Now there’s a computer tool that’s like taking a tour through your own mind, and suddenly all those little bits and pieces of information you are storing away in your computer or blog will all come back some day to make you seem down right erudite.

Steven Johnson explains it all in his essay Tool For Thought in Sunday’s New York Times Book Review.

He has been using a tool called DEVONthink which helps him intuitively search his own files. He writes in part:

No doubt some will say that these tools remind them of the way they use Google already, and the comparison is apt. (One of the new applications that came out last year was Google Desktop — using the search engine’s tools to filter through your personal files.) But there’s a fundamental difference between searching a universe of documents created by strangers and searching your own personal library. When you’re freewheeling through ideas that you yourself have collated — particularly when you’d long ago forgotten about them — there’s something about the experience that seems uncannily like freewheeling through the corridors of your own memory. It feels like thinking.

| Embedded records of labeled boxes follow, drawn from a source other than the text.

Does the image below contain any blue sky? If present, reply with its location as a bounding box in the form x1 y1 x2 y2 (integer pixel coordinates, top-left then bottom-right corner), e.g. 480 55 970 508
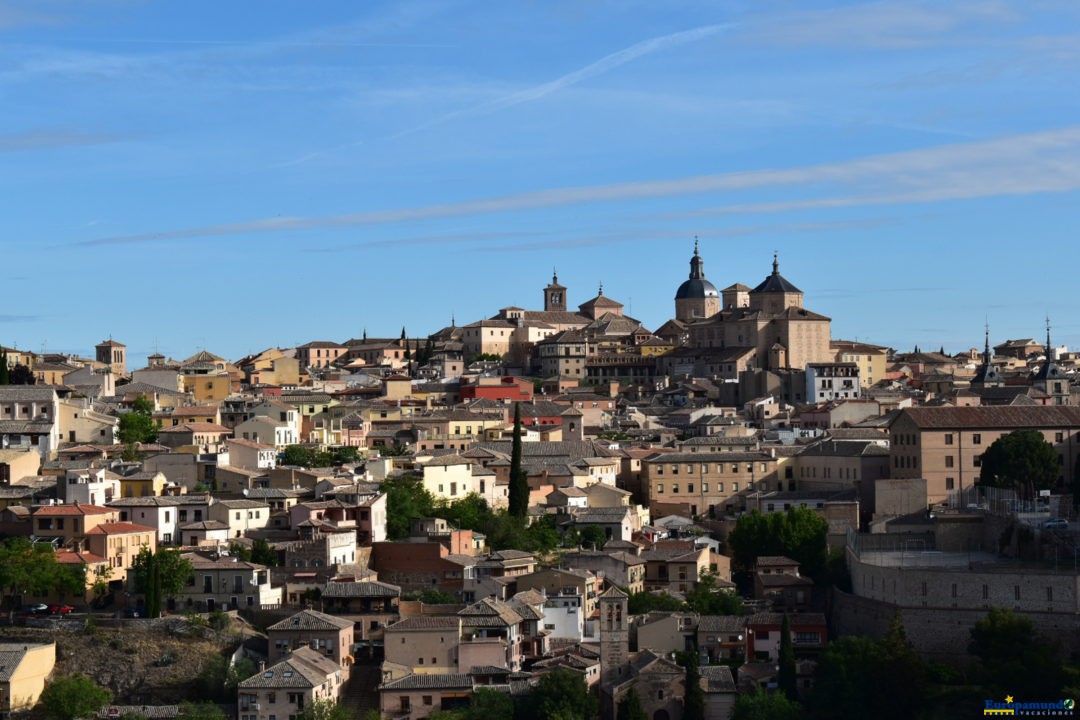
0 0 1080 365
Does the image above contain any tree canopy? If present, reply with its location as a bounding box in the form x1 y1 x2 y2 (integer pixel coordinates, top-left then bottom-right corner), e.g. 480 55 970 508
296 699 352 720
379 476 435 540
728 507 828 576
978 429 1062 498
509 403 529 517
686 570 743 615
41 673 112 720
810 615 927 720
968 608 1065 699
528 669 599 720
132 547 193 617
0 538 86 598
117 395 158 445
731 689 806 720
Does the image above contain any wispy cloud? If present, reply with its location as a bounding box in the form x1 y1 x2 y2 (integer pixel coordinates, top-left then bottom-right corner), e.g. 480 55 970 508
0 128 120 152
743 0 1020 49
390 24 734 139
75 125 1080 245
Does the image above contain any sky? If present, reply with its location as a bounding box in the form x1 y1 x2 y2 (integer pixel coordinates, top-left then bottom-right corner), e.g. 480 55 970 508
0 0 1080 367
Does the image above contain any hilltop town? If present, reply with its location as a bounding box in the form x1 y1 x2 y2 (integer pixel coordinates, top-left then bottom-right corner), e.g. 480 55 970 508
0 246 1080 720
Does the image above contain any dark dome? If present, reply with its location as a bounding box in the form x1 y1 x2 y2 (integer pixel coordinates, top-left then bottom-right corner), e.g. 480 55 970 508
675 237 720 300
675 277 720 300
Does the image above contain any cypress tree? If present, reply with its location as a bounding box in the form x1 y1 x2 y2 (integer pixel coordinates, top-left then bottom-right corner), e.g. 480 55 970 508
777 612 798 699
683 648 705 720
509 403 529 517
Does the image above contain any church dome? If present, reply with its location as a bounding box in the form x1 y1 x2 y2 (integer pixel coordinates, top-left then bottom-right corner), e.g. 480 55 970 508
675 241 720 300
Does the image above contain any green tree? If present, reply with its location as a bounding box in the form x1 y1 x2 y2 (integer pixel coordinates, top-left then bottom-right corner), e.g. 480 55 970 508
615 688 649 720
626 590 686 615
132 547 193 617
878 610 929 718
464 688 514 720
978 429 1061 498
529 669 599 720
731 689 806 720
686 570 744 615
296 699 352 720
434 492 495 534
968 608 1065 701
0 538 68 609
810 616 926 720
405 587 458 604
281 445 315 467
8 363 38 385
41 673 112 720
117 395 158 446
683 649 705 720
379 476 435 540
581 525 607 549
810 635 885 720
728 507 828 576
178 701 225 720
509 403 529 517
252 538 278 568
777 612 798 699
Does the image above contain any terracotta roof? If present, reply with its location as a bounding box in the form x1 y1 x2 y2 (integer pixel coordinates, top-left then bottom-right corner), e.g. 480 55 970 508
86 522 158 535
267 610 353 630
893 405 1080 430
33 504 117 517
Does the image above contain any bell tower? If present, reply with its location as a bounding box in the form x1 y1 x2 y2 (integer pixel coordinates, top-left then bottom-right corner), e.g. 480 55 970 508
599 585 630 692
543 270 566 312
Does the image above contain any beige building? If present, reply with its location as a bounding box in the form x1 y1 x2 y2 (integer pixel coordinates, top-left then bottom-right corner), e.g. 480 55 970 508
237 648 346 720
86 522 158 579
889 405 1080 504
828 340 889 388
688 257 835 370
0 642 56 718
267 610 354 679
382 615 461 681
95 338 127 378
642 452 780 516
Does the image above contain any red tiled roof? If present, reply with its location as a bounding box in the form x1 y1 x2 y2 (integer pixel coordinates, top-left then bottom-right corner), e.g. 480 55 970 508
33 505 117 517
86 522 157 535
56 551 108 565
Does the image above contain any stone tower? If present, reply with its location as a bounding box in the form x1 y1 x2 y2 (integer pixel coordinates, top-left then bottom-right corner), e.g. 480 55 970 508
675 239 720 323
543 271 566 312
971 325 1004 388
1031 317 1070 405
599 585 630 693
95 338 127 378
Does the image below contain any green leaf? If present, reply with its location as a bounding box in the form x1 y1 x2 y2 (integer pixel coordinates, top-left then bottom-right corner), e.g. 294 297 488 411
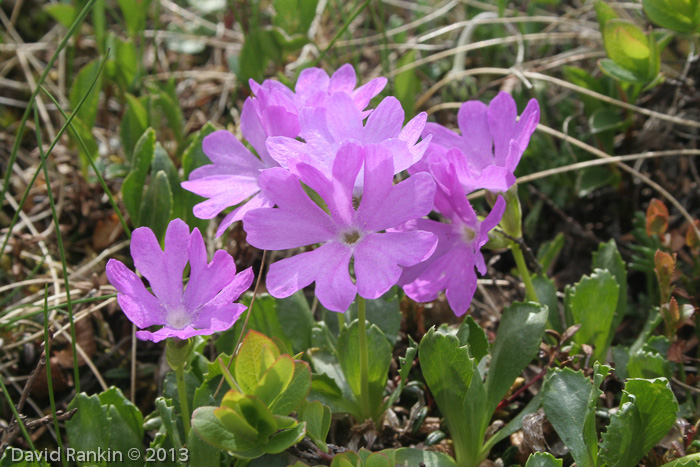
0 446 51 467
642 0 700 33
419 327 474 461
187 430 221 467
272 0 318 35
270 360 311 415
117 0 151 37
396 448 457 467
122 128 156 226
600 378 678 467
70 60 102 129
139 170 173 241
263 422 306 454
457 315 490 365
234 330 280 394
595 0 619 34
598 58 649 84
119 93 149 164
43 3 75 29
114 38 140 90
297 401 331 452
532 274 564 333
192 407 263 458
525 452 562 467
98 387 144 440
542 364 610 467
626 350 673 379
394 49 421 116
566 269 620 362
253 355 294 408
592 238 627 347
485 302 547 414
338 320 392 418
66 388 143 466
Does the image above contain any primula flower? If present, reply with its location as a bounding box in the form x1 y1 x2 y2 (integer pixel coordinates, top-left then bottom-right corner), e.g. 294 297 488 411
243 142 436 312
106 219 253 342
399 159 506 316
182 64 386 237
412 92 540 193
267 93 430 185
249 63 387 118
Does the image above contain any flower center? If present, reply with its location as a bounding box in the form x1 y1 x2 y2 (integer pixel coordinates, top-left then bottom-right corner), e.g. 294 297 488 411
462 225 476 243
165 305 192 329
342 230 361 245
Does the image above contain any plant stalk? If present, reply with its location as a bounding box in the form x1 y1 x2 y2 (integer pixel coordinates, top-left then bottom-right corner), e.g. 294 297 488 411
510 242 540 303
357 295 372 419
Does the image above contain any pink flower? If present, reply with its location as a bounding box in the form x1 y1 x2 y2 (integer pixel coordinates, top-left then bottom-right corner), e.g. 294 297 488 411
267 93 430 185
399 163 506 316
243 142 436 312
412 92 540 193
249 63 387 118
106 219 253 342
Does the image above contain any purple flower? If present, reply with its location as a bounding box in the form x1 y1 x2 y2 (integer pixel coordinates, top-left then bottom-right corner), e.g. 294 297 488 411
412 92 540 193
399 163 506 316
267 93 430 185
249 63 387 118
106 219 253 342
182 65 386 237
243 142 436 312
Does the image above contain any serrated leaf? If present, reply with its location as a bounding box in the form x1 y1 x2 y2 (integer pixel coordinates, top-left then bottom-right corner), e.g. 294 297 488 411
338 320 392 418
566 269 620 362
626 350 673 379
600 379 678 467
542 365 610 467
457 315 490 365
485 302 547 413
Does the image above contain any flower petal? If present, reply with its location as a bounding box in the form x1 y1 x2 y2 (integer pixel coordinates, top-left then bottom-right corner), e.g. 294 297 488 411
356 96 404 144
181 174 260 219
131 219 190 308
182 229 236 313
267 242 357 312
328 63 364 94
355 231 437 299
105 259 165 328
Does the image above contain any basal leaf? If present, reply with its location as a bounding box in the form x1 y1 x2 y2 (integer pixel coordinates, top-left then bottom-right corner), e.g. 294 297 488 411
566 269 620 362
486 302 547 413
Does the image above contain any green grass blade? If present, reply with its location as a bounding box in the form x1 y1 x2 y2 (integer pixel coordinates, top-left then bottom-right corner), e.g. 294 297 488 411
34 107 81 394
0 0 97 213
44 284 66 467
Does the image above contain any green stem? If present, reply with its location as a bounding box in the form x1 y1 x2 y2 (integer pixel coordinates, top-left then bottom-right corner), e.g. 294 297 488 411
510 243 540 303
165 337 194 439
357 295 372 419
173 365 190 439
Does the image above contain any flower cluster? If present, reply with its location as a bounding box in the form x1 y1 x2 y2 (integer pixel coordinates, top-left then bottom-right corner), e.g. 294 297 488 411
107 65 539 341
178 65 539 315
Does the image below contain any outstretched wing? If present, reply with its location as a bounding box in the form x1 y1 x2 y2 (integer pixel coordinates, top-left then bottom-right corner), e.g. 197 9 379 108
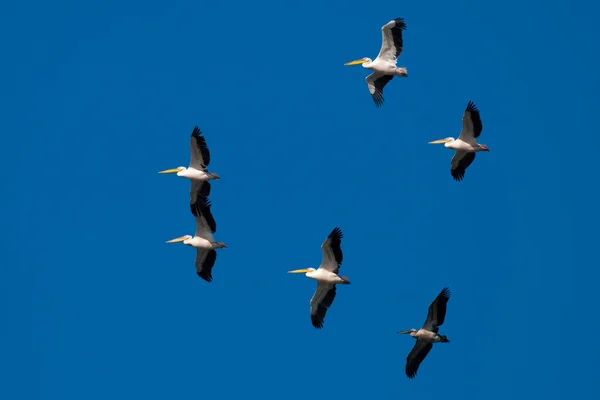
190 126 210 170
190 180 211 217
377 18 406 64
366 72 394 108
458 101 483 143
406 339 433 379
192 196 217 236
423 287 450 333
310 282 336 329
196 249 217 282
319 227 344 274
450 150 475 182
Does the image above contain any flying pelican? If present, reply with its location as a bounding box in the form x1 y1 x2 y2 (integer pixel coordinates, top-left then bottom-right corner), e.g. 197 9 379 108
429 101 490 182
167 193 227 282
289 227 350 328
159 126 221 204
344 18 408 107
398 288 450 379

Johnson is a great original thinker. In the essay he gives you an overview of how he uses these new tools to help develop ideas, and then at his website he shows you the process with illustrations.

Of course, these tools work best when you have lots of your own ideas and those of others stored on your computer or on your blog. In other words, ideas that might have been ephemeral in the past or things written and long forgotten can now all come streaming back into your consciousness as you build new ideas.